There is increasing realization and widening awareness that digital on-line publication and literacy skills and standards on the web are fundamentally different from the conventional skills and traditional standards that governed publication of hard-copy texts in the past. The ability to hyperlink multiple documents together, to provide built-in cross-referencing and foot-noting, to provide rapid syndication and to retireve automatically updated content remotely, combined with the challenges of writing and reading from a monitor, the relative ease, lack of expense and reach of publishing directly to the web, has drastically and permanentaly altered our notions of what a text should be like.
We take the notion that there is no longer great need to publish hardcopy texts--that such publication is relatively expensive, fundamentally wasteful and inefficient. The process requires tremendous logistical resources that tend to be in the structure of the large expensive and better devoted to other efforts and frameworks.
At the same time, digital publishing within a central framework on the web provides the capacity for the introduction of other facilities--for instance, on-line reference systems, which may in theory be vast and unlimited.
It is recognized that the ease with which practically anyone can publish to the web any kind of content or document means that there is a fundamental loss in quality and reliability of what gets thus produced. If anyone can publish anything, practically anyone does. There is therefore a need for maintaining a kind of quality control and quality of "purpose" in digital publishing and e-publications.
At the same time, it is recognized increasingly that there are new forms and qualities of publication and publishing available upon the web, many that allow for interactive involvement of the reader as participant, and in digital format that were never possible before the time of the virtual world. Computer based game software has swept the publishing markets clean of all that came before, and is finding extensive application in the sciences and other areas of technology.

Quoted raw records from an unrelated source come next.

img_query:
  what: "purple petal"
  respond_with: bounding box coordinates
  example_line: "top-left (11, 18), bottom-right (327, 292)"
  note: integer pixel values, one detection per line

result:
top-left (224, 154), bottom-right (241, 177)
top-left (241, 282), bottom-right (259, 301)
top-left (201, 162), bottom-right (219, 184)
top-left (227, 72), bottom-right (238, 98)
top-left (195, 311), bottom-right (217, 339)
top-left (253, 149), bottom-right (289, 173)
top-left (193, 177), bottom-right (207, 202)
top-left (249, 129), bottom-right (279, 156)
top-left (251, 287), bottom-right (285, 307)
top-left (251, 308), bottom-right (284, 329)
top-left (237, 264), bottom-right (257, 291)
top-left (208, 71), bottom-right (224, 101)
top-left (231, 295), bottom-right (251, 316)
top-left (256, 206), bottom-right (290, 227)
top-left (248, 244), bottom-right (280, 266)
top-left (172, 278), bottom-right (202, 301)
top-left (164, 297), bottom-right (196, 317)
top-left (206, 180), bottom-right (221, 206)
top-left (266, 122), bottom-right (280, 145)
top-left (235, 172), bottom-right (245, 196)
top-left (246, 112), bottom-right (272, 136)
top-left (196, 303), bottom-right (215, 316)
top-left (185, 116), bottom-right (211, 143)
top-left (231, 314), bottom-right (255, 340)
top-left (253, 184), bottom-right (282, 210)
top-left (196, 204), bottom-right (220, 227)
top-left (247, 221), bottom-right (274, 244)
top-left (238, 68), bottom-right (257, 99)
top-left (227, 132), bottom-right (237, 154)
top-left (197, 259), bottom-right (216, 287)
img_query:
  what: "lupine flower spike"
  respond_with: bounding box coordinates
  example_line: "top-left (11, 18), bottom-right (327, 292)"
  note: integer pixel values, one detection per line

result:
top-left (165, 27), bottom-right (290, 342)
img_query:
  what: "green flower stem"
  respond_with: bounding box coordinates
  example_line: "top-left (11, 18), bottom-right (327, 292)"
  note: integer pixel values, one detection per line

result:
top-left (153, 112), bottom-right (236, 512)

Even in otherwise static and passive e-text publications, as are mainly represented at this time on this website and on the Lewis Micropublishing website, there is still considerable room for creative play and imaginative, or should I say, inventive innovation. The rise of blogging and predominance in popularity of content management systems that are server side programming interfaces, demonstrates the extent to which human interest in on-line content is headed towards more dynamic structures and frameworks, even for otherwise static text. Publication of newsletters, on-going journals, rss snippets, etc., provides even more playroom for how we express ourselves, what we talk about, and how we convey it in some kind of print or published form.